A Genetic Model of the Development of Modeling and Simulation (Room S320C)

Complex technologies, like Modeling and Simulation (M&S), show evidence of an evolutionary speciation that occurs when the technology is used by different companies in different geographical locations and for different purposes. In this paper we describe “patent genomics,” a genetic model of technology evolution that uses the patent database of the U.S. Patent and Trademark Office (USPTO) and its “class codes,” to create an “Innovation Genotype” that provides a genetic code of a technology in terms of the areas of knowledge contained in its patented inventions. Using class codes as genetic markers, we have analyzed ten years of M&S patents by all the companies doing M&S in four states, Alabama, Florida, Michigan, and Texas and show that M&S has evolved into different “species” by the insertion of company-dependent “genes” into the knowledge base of the companies in these states.

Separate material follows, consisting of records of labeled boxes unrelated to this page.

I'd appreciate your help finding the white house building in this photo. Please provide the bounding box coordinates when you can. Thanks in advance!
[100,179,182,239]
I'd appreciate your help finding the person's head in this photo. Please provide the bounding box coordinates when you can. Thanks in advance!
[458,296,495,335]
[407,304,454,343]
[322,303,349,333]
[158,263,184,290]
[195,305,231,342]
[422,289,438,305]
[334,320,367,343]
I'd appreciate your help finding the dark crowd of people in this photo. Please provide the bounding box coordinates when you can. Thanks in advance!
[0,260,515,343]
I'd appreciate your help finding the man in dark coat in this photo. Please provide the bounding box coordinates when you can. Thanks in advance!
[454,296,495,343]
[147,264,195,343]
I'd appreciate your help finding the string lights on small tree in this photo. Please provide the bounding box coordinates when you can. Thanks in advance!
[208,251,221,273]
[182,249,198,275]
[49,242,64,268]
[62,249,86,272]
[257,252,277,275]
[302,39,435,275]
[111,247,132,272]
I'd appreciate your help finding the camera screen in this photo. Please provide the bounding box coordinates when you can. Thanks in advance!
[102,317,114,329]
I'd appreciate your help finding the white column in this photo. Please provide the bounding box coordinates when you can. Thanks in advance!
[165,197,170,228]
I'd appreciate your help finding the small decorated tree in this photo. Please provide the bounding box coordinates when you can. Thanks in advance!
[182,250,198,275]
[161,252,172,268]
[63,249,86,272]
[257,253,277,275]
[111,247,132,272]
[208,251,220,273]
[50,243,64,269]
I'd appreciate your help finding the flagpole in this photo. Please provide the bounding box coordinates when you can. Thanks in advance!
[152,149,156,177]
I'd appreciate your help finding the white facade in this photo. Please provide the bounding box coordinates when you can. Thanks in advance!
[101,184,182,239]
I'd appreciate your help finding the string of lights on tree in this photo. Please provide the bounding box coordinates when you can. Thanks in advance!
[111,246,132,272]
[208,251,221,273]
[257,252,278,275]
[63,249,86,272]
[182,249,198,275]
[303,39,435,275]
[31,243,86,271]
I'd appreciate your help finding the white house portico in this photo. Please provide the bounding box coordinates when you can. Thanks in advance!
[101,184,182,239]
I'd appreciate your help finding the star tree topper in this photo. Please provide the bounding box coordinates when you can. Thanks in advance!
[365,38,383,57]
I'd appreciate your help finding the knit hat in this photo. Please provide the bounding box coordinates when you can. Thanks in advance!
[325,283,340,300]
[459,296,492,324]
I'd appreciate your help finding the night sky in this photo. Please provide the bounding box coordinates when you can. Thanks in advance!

We have also analyzed this speciation in time, to show how different knowledge components may grow or decay. In addition, we create inventor networks for individual companies whose nodes are inventors and whose links are the inventions they have created. Using these networks we identify the sources of innovation and the flow of knowledge in a company. The patent analysis across a state gives us the long-term evolutionary character of a technology while the inventor networks within a company give us the short-term developmental characteristics of a technology. This form of genetic analysis helps to identify the emergence of synergies within a company and between companies that can be applied both to solving new and complex problems and enabling the discovery of disruptive technologies. In short, we may discover the gene for “blackness” among a group of white swans that leads to a method of addressing a potential black swan event.